Meeting today to clarify their position in relation to a devolution proposal for a much larger geography – which would include all of North Yorkshire, West Yorkshire and Humberside but not South Yorkshire – West Yorkshire’s five Council Leaders agreed that a City Region deal remained the best way of achieving economic benefits for local communities, residents and businesses.
Leaders maintained the view that the case in favour of a City Region approach is irrefutable. This view is based on a number of factors including the scale of the City Region economy as the UK’s largest economic centre outside of London, the track record of effective partnership working between City Region councils and businesses over a decade, and the strong economic rationale for working at this level.
Cllr Peter Box, Leader of Wakefield Council and Chair of the West Yorkshire Combined Authority said: “Government has made clear that this devolution process is about the economy and the economic evidence demonstrates overwhelmingly that the City Region – as the economic heart of Yorkshire – is the right geography to deliver on our huge ambitions to transform our economy for the benefit of millions of local people.
“A devolution deal at this level would also represent better value for the taxpayer by building on existing organisations such as the West Yorkshire Combined Authority, and avoiding setting up a huge and costly new regional level structure at a time when the public sector is facing unprecedented budget cuts.”
Cllr Judith Blake, Leader of Leeds City Council said: “There is a very strong track record of effective partnership working between councils and businesses at the City Region level over the past 10 years. We are already proving that devolution to this level works – through our Devolved Youth Contract programme to name just one example, which has played an important role in reducing youth unemployment in our City Region at a much faster rate than the national average.
“We will continue to work alongside our Yorkshire neighbours on issues of regional significance as we did so spectacularly during last year’s Tour de France. At this point in time, however, a Leeds City Region devolution deal gives us the best chance of securing the tools to make our economic ambitions a reality, while bringing decision-making closer to local people and giving our region a strong voice in the Northern Powerhouse alongside Manchester and Sheffield.”
Roger Marsh, Chair of the Leeds City Region Enterprise Partnership (LEP), said: “I’ve always been clear that the purpose of devolution is not to create new governance structures, it’s to create better economic outcomes for our City Region and its citizens – enabling us to realise our ambitious plan for extraordinary economic growth quicker, for the benefit of the North and indeed the country.

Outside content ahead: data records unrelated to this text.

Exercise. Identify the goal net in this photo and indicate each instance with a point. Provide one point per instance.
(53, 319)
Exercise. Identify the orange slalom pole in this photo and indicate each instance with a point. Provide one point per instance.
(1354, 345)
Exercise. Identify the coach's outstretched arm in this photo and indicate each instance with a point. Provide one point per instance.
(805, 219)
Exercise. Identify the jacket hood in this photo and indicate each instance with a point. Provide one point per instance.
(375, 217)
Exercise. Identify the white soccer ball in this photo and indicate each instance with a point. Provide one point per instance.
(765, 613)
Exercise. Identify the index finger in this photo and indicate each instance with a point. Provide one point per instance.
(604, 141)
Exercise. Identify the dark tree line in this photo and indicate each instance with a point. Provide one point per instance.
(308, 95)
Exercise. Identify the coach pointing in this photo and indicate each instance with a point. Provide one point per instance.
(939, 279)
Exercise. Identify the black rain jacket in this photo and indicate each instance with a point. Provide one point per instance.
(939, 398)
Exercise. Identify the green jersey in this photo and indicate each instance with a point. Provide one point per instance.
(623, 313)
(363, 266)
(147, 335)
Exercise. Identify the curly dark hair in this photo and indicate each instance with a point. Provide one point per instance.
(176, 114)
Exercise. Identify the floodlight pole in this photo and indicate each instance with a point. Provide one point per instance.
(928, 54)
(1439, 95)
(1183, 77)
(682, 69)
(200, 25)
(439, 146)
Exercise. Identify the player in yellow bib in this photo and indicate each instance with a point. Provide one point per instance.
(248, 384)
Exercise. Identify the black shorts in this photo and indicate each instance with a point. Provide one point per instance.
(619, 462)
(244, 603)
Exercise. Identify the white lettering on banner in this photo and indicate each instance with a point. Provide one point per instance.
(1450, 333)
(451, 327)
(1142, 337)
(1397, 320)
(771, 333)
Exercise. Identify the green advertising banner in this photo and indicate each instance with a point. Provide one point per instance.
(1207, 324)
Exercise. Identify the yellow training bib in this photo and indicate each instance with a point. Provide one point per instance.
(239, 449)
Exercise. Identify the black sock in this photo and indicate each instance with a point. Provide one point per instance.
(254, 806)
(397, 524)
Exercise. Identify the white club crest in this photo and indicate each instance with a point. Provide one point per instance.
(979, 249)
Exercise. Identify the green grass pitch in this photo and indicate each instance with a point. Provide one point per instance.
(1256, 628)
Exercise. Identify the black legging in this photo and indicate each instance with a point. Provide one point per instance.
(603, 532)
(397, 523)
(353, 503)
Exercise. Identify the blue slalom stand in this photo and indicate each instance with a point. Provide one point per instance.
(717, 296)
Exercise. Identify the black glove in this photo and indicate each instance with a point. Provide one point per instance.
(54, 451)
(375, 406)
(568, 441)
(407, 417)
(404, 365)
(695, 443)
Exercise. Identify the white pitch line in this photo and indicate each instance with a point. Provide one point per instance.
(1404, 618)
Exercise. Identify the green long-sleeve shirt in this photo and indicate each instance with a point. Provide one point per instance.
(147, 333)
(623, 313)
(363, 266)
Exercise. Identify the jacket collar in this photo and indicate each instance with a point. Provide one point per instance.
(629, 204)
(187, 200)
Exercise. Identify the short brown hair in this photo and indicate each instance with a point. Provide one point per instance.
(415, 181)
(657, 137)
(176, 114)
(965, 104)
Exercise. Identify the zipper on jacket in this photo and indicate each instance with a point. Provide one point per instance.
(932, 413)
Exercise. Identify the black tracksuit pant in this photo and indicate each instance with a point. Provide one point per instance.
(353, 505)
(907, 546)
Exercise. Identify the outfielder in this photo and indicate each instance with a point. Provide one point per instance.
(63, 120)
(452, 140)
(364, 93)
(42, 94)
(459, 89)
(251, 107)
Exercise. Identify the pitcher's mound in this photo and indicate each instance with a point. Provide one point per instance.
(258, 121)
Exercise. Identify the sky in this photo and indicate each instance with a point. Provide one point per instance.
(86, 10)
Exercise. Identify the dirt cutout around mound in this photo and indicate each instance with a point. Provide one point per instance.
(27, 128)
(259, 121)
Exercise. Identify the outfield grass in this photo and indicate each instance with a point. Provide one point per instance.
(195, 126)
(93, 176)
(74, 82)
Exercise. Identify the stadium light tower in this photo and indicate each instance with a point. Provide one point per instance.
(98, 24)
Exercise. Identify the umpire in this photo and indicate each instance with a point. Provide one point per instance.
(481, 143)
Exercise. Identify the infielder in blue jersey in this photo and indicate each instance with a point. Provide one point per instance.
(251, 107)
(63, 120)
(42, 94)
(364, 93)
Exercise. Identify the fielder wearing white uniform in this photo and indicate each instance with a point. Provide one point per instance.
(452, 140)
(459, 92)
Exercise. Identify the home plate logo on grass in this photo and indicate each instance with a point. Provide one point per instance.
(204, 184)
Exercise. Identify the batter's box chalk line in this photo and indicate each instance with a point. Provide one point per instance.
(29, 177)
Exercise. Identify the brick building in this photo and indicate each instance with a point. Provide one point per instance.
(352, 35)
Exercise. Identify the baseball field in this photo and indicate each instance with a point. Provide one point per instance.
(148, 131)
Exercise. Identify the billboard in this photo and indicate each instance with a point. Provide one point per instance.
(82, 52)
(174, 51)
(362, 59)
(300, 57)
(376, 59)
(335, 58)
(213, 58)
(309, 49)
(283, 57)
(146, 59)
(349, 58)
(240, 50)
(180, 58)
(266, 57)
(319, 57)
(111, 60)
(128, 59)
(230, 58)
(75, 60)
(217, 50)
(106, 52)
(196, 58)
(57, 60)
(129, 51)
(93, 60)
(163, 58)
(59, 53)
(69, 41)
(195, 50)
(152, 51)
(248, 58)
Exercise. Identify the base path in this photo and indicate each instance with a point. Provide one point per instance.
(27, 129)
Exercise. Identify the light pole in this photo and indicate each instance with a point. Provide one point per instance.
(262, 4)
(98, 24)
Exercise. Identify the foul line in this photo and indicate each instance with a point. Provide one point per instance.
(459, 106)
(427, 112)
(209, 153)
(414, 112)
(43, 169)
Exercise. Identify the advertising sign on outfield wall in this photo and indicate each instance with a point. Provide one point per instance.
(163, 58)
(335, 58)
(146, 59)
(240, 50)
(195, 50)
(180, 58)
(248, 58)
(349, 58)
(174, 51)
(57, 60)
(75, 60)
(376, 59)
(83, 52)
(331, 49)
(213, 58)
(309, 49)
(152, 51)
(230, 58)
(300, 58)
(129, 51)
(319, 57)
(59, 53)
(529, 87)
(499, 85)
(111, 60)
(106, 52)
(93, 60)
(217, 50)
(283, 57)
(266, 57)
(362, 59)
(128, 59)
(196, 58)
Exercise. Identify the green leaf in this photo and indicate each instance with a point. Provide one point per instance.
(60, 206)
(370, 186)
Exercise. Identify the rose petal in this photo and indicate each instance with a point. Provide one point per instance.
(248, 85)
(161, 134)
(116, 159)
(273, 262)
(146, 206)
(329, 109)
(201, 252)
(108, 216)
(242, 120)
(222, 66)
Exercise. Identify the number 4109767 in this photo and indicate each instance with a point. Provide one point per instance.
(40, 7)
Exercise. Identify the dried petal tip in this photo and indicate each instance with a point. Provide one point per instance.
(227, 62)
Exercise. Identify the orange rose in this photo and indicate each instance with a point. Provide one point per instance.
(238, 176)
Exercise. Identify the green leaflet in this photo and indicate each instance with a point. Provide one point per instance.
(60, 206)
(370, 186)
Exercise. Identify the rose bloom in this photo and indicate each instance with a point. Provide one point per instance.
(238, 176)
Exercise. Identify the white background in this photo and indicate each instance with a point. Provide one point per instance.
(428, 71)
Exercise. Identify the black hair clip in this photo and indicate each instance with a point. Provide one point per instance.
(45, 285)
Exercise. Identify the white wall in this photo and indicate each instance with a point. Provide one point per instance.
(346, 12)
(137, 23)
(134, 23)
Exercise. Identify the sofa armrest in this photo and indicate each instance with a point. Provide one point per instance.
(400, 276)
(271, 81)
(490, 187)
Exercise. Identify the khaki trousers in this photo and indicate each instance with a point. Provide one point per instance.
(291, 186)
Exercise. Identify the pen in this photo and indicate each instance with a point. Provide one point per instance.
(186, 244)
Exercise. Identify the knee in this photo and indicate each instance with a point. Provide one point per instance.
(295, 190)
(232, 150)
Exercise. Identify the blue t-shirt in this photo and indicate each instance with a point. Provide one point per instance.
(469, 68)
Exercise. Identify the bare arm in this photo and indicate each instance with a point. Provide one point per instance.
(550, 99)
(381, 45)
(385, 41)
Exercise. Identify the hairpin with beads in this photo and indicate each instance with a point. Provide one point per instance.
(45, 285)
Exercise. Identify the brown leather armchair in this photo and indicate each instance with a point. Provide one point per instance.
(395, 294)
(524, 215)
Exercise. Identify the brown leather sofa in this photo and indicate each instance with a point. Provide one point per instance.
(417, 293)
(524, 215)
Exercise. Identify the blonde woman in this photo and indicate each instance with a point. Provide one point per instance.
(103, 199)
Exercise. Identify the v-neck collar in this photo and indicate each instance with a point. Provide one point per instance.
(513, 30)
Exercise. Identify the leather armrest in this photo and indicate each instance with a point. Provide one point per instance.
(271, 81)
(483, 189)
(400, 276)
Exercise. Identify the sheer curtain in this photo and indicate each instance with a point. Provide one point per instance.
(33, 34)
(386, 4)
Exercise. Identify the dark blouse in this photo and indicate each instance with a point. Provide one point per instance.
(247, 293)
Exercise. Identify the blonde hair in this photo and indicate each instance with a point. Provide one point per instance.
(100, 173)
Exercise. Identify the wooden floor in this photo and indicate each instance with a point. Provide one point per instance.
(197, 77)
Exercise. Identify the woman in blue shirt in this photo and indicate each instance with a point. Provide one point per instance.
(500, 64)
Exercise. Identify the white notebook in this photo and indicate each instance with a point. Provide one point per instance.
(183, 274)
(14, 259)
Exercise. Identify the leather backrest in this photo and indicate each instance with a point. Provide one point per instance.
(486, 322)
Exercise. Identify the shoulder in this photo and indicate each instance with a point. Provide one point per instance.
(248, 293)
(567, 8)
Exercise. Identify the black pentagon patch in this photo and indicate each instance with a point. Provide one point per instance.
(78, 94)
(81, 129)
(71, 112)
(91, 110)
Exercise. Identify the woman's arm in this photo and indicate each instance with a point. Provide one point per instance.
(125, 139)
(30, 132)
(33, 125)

“As a businessman, my approach is to build on what works, and our City Region partnerships clearly work. There is an exceptional level of trust and collaboration between our civic leaders and between the public and private sectors, which has enabled us to achieve great things already – not least the country’s largest Growth Deal, agreed with Government last summer. The case for continuing to work at this level to secure a devolution deal that would help us achieve the full extent of our ambition is compelling and unignorable. By continuing to focus on structures rather than outcomes we risk letting the governance tail wag the economic dog, which could result in the most important opportunity in a generation slipping through our fingers.”
The West Yorkshire Leaders submitted a devolution proposal to Government on 4 September, setting out a series of 27 asks to achieve the transformative ambitions of the Leeds City Region Strategic Economic Plan. These asks include greater powers to raise and direct funding towards those areas that would have the biggest impact on economic growth and people’s lives, such as major transport and infrastructure schemes, housing and regeneration developments, and support for skills and business growth.
Discussions are continuing with the Treasury about a potential devolution deal based on these asks.
The Leeds City Region is the largest economic area outside of London, home to 2.8 million people and responsible for generating £57.7bn in economic output each year. It is an economic geography that reflects the way the economy really functions – including the way businesses and supply chains operate, and the way that local residents travel to work and live their lives. 93% of people who live in the City Region also work in the City Region, demonstrating the strong economic links between the City Region districts.